Think of it this way, all manufacturers are having QC issues at 1TB per platter, and HAMR tech will help reliability, but is only going to make drives more expensive, hot, and power hungry. Meanwhile, SSD manufacturers can currently cram 1TB of storage in a laptop-sized drive, and with the die shrinks next year they will be able to fit 2TB in the space of a laptop drive, which is something that HDD manufacturers cannot do. SSDs win on heat, density, seek time, throughput, and even reliability in most applications.
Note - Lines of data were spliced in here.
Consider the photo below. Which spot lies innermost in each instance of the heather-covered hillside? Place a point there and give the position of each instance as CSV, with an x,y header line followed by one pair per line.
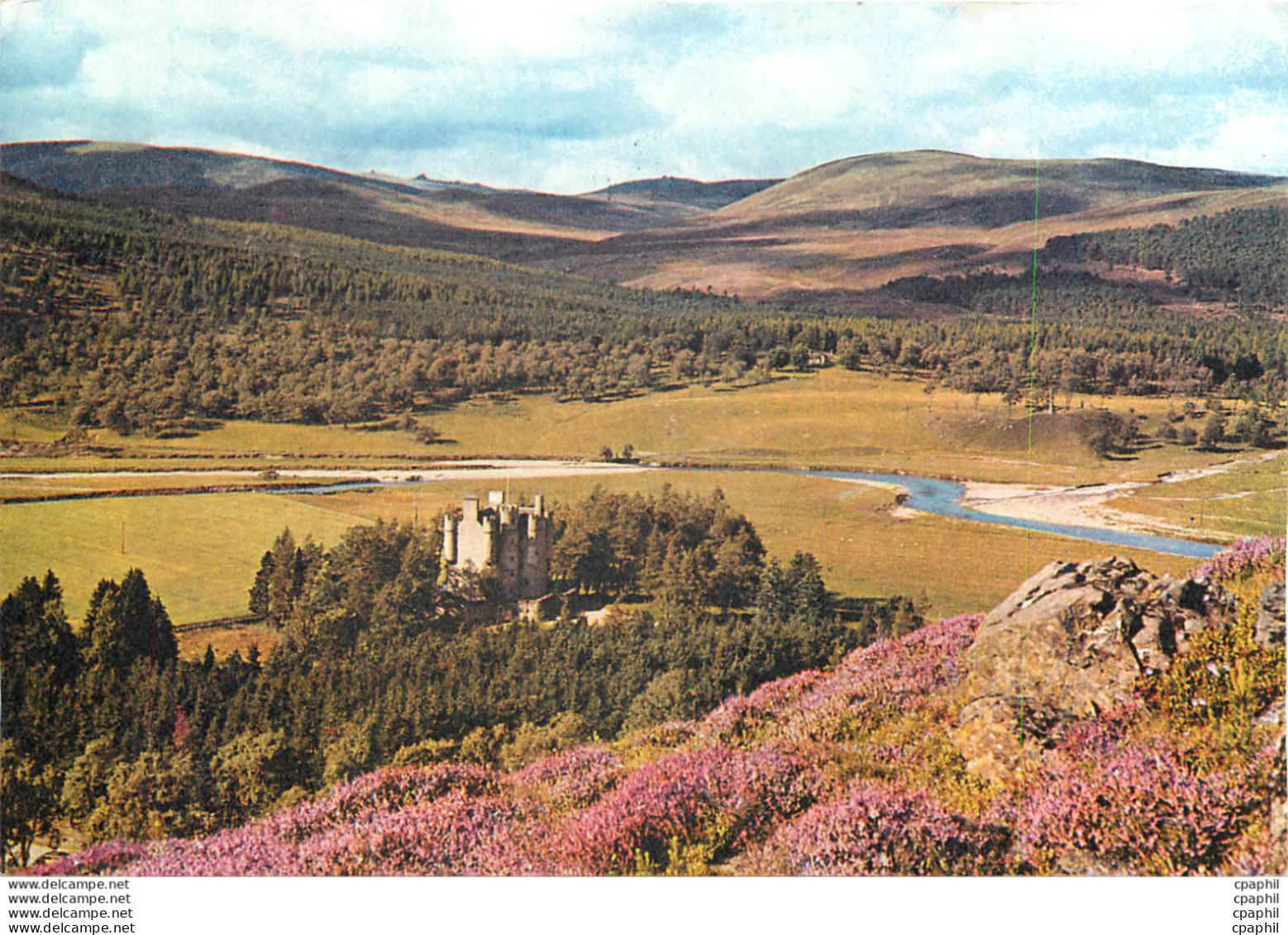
x,y
851,770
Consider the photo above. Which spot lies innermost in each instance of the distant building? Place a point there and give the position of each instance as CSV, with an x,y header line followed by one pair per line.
x,y
512,541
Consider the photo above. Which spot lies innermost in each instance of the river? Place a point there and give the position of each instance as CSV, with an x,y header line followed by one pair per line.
x,y
938,498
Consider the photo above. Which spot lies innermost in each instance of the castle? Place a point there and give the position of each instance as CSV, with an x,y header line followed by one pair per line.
x,y
514,541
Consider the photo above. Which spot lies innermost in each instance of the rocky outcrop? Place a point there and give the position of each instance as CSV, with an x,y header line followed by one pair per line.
x,y
1071,643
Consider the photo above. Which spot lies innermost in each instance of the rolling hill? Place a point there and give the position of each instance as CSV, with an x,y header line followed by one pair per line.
x,y
858,223
828,235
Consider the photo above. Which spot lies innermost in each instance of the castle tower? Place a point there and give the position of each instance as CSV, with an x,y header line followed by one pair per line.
x,y
513,541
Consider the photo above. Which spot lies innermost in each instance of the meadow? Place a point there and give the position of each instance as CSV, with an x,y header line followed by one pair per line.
x,y
831,417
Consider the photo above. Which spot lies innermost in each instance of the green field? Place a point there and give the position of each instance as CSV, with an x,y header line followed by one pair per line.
x,y
1251,500
200,551
831,417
You do pay a premium for it, but considering you can already find deals on SSDs for ~50 cents per GB, it will not be very long before HDD manufacturers will be forced to either move to hybrid drives, pure SSDs, or simply close up shop entirely.
 
Unlike the other two kinds of magnetism, the magnetic orientations of the individual particles within it fluctuate constantly
Could this effect be used a la perpetuum mobile for generating electricity by electromagnetic induction?
 
Sigh.

The future of the CPU lies in quantum computing.
The future of storage lies in holographic crystallines.
The future of superconductors will benefit from QSL now that it is possible to reach zero state.
The future of energy will be solar panels capable of transforming the entire spectrum of light into energy
The future of propulsion will be propulsion gravitational wave
The future of investment is to buy as much ICE indexes as you can.